Step-Audio-EditX - Step-Star's first open source LLM-level audio editing large model

Latest AI Resources5mos agorelease AI Sharing Circle

31.2K 00

What is Step-Audio-EditX?

Step-Audio-EditX is an open source audio editing large model, developed by Step-Audio-Star team, focusing on the fine manipulation of audio content through artificial intelligence technology. The model can dynamically adjust the mood, speaking style (e.g. petulant, old man accent, etc.) and paralinguistic elements (e.g. laughter, sighs) of the audio, and supports multiple languages such as Chinese, English, Sichuanese, Cantonese, etc. The core technology is the use of large-scale synthesis data training. The core technology lies in the use of large-scale synthetic data training to achieve highly expressive editing across voices without relying on traditional embedded a priori knowledge. Experiments show that the model outperforms similar tools such as Minimax-2.6-HD and DouBao-Seed-TTS-2.0 in tasks such as emotion editing. The model and accompanying tools are available to users via Hugging Face and GitHub.

Features of Step-Audio-EditX

The world's first open source LLM audio editor:A single card with 8 GB can run, and 4×A800 gets theater-quality sound.
30+ Emotional Sliders: The intensity of anger, happiness, sadness, etc. can be iterated many times, and the more you tune it, the more you get on top of it.
15 Speaking Styles: Spoiled, whispered, old man, child, serious, generous, exaggerated one-click switch, support overlay.
10 class sublanguage token: Breaths, laughs, sighs, oh, en, hnn, uhm inserted with the same precision as subtitles.
Zero sample TTS: A cue to clone any tone, text plus "[Cantonese]" "[Szechuan]" seconds out of the dialect.
Full Link Open Source: Inference code, training code, 8bit quantized weights, Gradio Demo, HF Space all at once.
Large interval data driven: No need for additional encoder/adapter, SFT+PPO realizes attribute decoupling and iterative control.
Unified frameworkThe audio creation is a one-stop shop for TTS, emotion editing, style migration, noise reduction, and speech rate adjustment.

Core Benefits of Step-Audio-EditX

The world's first open source LLM audio editorThe first to use the 3B large language model for speech editing, with open source code, weights, training scripts, and online demos, a single card with 8 GB of runtime, and 4×A800 for publication-grade sound quality.
Large interval synthetic data drivenSFT+PPO: SFT+PPO is done only with "same text, different attribute" pairwise data, without additional encoder or adapter, realizing attribute decoupling and iterative control, and significantly reducing system complexity and inference cost.
Three-axis fine-grained iterative control: Emotions (30+ tags), speaking styles (15+ tags), and paralanguage (10 types of tokens) can be overlaid or weakened multiple times, with a slider bar adjustment for intensity, the more you adjust, the more you get on top.
Zero Sample TTS + Dialect CuttingThe following is an example of how to clone any tone: a single prompt can clone any tone; tags such as "[Szechuan]" and "[Cantonese]" are added in front of the text to output the dialect directly, without additional training.
Outperforms closed-source competitors: In the Emotional Accuracy review, a single round of editing boosted the cloned speech of MiniMax-2.6-hd and Beanbag Seed-TTS-2.0 from a score of 50 to 70+, and it continues to lead after three rounds of its own iteration.

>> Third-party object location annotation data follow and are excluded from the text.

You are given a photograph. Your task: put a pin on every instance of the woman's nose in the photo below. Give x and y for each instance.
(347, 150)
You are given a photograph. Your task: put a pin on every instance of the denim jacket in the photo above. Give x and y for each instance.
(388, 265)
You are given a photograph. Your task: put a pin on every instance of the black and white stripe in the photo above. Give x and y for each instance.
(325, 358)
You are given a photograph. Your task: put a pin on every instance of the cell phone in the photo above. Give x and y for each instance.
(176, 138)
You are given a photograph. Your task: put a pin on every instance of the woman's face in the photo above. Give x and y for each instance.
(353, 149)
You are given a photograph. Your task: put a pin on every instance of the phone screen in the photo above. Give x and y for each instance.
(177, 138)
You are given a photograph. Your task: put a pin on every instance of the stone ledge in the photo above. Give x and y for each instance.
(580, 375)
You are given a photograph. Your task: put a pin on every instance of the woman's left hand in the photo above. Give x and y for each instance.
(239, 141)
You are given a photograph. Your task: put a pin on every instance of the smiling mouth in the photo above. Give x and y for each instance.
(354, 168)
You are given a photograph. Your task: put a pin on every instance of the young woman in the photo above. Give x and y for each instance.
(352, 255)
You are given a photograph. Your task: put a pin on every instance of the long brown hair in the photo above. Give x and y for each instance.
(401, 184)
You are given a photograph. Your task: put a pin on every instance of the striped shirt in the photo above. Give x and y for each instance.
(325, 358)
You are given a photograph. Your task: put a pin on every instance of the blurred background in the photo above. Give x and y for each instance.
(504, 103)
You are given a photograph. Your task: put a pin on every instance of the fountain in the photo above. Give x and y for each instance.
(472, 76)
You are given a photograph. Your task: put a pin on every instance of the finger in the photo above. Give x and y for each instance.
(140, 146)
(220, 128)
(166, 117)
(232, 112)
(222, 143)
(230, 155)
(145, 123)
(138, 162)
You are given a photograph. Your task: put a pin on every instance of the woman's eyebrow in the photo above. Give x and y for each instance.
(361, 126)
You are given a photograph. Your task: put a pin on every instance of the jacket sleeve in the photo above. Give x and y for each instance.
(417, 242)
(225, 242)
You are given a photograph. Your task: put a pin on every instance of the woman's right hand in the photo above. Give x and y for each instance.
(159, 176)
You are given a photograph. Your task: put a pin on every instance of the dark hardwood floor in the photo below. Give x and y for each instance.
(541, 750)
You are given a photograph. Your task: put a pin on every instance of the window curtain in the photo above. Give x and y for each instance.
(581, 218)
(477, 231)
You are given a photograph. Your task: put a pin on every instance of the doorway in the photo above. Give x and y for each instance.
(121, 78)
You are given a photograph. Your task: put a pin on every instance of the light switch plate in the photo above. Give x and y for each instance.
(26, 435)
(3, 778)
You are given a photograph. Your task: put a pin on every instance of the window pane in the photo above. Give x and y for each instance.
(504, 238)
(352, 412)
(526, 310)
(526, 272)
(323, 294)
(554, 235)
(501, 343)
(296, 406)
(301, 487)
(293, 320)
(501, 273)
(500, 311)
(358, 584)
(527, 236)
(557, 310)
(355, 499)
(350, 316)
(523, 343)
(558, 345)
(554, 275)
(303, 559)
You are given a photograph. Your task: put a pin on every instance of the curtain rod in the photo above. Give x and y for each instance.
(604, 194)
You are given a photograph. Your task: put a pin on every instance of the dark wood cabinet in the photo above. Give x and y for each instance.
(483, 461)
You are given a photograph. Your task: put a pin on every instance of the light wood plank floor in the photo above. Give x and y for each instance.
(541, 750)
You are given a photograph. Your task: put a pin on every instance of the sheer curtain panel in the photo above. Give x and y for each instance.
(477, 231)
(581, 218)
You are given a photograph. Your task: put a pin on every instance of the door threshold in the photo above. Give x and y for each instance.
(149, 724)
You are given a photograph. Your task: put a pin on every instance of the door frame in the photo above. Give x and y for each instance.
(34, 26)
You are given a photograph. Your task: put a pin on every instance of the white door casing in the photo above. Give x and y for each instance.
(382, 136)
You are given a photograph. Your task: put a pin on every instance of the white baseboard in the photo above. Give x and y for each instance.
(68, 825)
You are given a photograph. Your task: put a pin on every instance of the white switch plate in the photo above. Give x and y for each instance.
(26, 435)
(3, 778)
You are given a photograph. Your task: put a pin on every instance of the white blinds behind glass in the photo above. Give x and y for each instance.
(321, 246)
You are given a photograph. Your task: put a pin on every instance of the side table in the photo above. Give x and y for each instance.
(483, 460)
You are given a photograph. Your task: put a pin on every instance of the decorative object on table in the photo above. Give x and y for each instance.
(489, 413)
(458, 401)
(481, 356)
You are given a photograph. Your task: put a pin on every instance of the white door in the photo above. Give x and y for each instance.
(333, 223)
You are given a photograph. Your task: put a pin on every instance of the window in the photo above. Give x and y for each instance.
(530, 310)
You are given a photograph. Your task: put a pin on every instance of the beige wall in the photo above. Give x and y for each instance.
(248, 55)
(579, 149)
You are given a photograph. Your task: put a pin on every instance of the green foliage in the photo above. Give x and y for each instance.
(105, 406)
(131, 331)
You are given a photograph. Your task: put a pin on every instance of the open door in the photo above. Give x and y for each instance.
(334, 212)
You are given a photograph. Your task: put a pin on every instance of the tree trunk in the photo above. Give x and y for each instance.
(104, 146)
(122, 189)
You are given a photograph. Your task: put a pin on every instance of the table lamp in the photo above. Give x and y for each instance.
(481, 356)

What is the official website for Step-Audio-EditX?

Project website:: https://stepaudiollm.github.io/step-audio-editx/
Github repository:: https://github.com/stepfun-ai/Step-Audio-EditX
HuggingFace Model Library:: https://huggingface.co/stepfun-ai/Step-Audio-EditX
arXiv Technical Paper:: https://arxiv.org/pdf/2511.03601

Who is Step-Audio-EditX for?

Short Video / Film & TV Creators: Zero-sample clone timbre + emotional iteration to quickly generate multi-character, multi-emotion voiceovers, saving recording and post-production costs.
Podcast / Audiobook ProducerOne-click overlay of "whispering/sweet/serious" styles, batch output of different versions of audio, and enhanced content immersion.
Game Planning & Virtual Idol Operation: Insert laughs, breaths, and sighs in real time for NPCs and VTuber to create more vivid and interactive character voices.
Advertising & Marketing TeamNo need to hire a voice actor, you can generate multiple versions of the same text in "passionate/high-end/dialect" to match different delivery channels.
Educational Content and Language Learning Developers: Generate age-appropriate and localized readings using "old/child/dialect" tags to reduce teachers' recording workload.
Intelligent customer service/voice assistant vendorsThe TTS can be edited directly on the original mood and style of the TTS, and can be quickly put on line for multiple scenarios, such as "soothing, promotional, and serious".